Several years ago I was helping a friend sell new products at a local flea market. The offerings included lots of microwave cooking containers, and some had vents on the top for steaming veggies or rice. I was explaining how to use an item to one lady, and she asked me, “Can you cook spaghetti in a microwave?” I had never thought about it, and answered in the negative.
Later it occurred to me that maybe she was just not that impressed with the microwave’s capabilities and wished to stick with her old reliable stove. That’s OK, no one is forcing anyone to switch to a microwave full time.
I continued to cook pasta on the stove with a colander to strain it, and later with a stainless steel set that included a metal strainer unit that stayed inside the pot while you cooked the pasta, and lifted out to drain it.
My microwave cookware’s potential for cooking pasta lay unrealized till I was living alone and resenting the time eaten up just getting the water to the boiling point.

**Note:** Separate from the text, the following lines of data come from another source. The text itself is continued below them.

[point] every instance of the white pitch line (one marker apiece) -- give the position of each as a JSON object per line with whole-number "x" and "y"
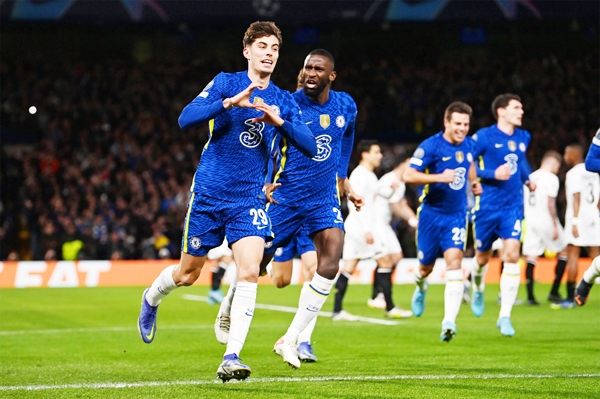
{"x": 120, "y": 385}
{"x": 288, "y": 309}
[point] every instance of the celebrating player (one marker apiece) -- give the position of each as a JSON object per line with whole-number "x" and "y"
{"x": 544, "y": 230}
{"x": 443, "y": 163}
{"x": 503, "y": 169}
{"x": 307, "y": 198}
{"x": 245, "y": 111}
{"x": 592, "y": 164}
{"x": 582, "y": 226}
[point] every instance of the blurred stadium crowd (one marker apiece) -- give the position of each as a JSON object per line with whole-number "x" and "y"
{"x": 102, "y": 170}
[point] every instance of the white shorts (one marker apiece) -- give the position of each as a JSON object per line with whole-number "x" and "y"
{"x": 390, "y": 240}
{"x": 589, "y": 233}
{"x": 539, "y": 238}
{"x": 220, "y": 251}
{"x": 356, "y": 247}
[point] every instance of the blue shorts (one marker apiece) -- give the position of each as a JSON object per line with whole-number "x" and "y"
{"x": 288, "y": 221}
{"x": 504, "y": 223}
{"x": 438, "y": 232}
{"x": 301, "y": 244}
{"x": 208, "y": 221}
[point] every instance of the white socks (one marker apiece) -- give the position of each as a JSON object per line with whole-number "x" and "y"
{"x": 420, "y": 281}
{"x": 306, "y": 334}
{"x": 478, "y": 276}
{"x": 311, "y": 302}
{"x": 161, "y": 287}
{"x": 589, "y": 276}
{"x": 453, "y": 295}
{"x": 242, "y": 311}
{"x": 509, "y": 287}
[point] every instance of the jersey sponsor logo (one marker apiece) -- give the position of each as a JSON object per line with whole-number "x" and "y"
{"x": 195, "y": 242}
{"x": 459, "y": 179}
{"x": 511, "y": 161}
{"x": 419, "y": 153}
{"x": 460, "y": 157}
{"x": 323, "y": 147}
{"x": 253, "y": 136}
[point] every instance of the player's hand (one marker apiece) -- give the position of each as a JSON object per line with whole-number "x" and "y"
{"x": 477, "y": 189}
{"x": 242, "y": 99}
{"x": 502, "y": 172}
{"x": 447, "y": 176}
{"x": 269, "y": 116}
{"x": 357, "y": 200}
{"x": 268, "y": 189}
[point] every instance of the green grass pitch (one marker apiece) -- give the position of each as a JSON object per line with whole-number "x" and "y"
{"x": 83, "y": 343}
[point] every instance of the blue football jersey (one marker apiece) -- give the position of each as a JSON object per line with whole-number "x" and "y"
{"x": 592, "y": 161}
{"x": 306, "y": 180}
{"x": 494, "y": 148}
{"x": 233, "y": 165}
{"x": 435, "y": 155}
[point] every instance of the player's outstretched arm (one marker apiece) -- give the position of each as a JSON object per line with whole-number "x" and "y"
{"x": 299, "y": 134}
{"x": 413, "y": 176}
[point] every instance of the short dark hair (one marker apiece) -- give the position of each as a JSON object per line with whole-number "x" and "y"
{"x": 325, "y": 54}
{"x": 365, "y": 146}
{"x": 259, "y": 29}
{"x": 501, "y": 101}
{"x": 458, "y": 107}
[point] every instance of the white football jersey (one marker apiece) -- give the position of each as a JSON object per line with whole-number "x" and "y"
{"x": 364, "y": 183}
{"x": 579, "y": 180}
{"x": 536, "y": 202}
{"x": 387, "y": 195}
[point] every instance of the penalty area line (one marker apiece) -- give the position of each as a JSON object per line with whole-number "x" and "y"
{"x": 121, "y": 385}
{"x": 288, "y": 309}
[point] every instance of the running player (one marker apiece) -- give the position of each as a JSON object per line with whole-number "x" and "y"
{"x": 390, "y": 200}
{"x": 363, "y": 238}
{"x": 544, "y": 231}
{"x": 281, "y": 274}
{"x": 245, "y": 112}
{"x": 443, "y": 163}
{"x": 592, "y": 164}
{"x": 582, "y": 226}
{"x": 503, "y": 169}
{"x": 307, "y": 198}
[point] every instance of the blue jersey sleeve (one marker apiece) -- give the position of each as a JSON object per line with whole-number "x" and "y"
{"x": 295, "y": 130}
{"x": 592, "y": 161}
{"x": 206, "y": 106}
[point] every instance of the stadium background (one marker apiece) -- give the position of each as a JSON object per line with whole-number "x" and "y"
{"x": 102, "y": 166}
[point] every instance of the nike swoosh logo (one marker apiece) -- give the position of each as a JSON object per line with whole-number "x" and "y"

Aha, one day inspiration struck at last. I threw pasta and water into the cookware that had a vent on top. (The vent stays open while in the microwave; close it after removing food to keep it warm or to steam veggies or rice.)
The vent allowed steam to escape but also made it ridiculously easy to drain the hot water when done. Voila, as they say.
So now all I do is throw as much pasta as I want for a meal into any microwave container, leaving plenty of room for boiling water. There is no need to fill with water to the top of the container; just fill to cover pasta with an inch or two of water. The container doesn’t have to have a vent in the cover, but it helps. Do not use elbow macaroni as it seems it always gets way too soft on me. No preheating of water needed. I put water and pasta in the ‘mike’, set it for 10 minutes at half power, and it is done.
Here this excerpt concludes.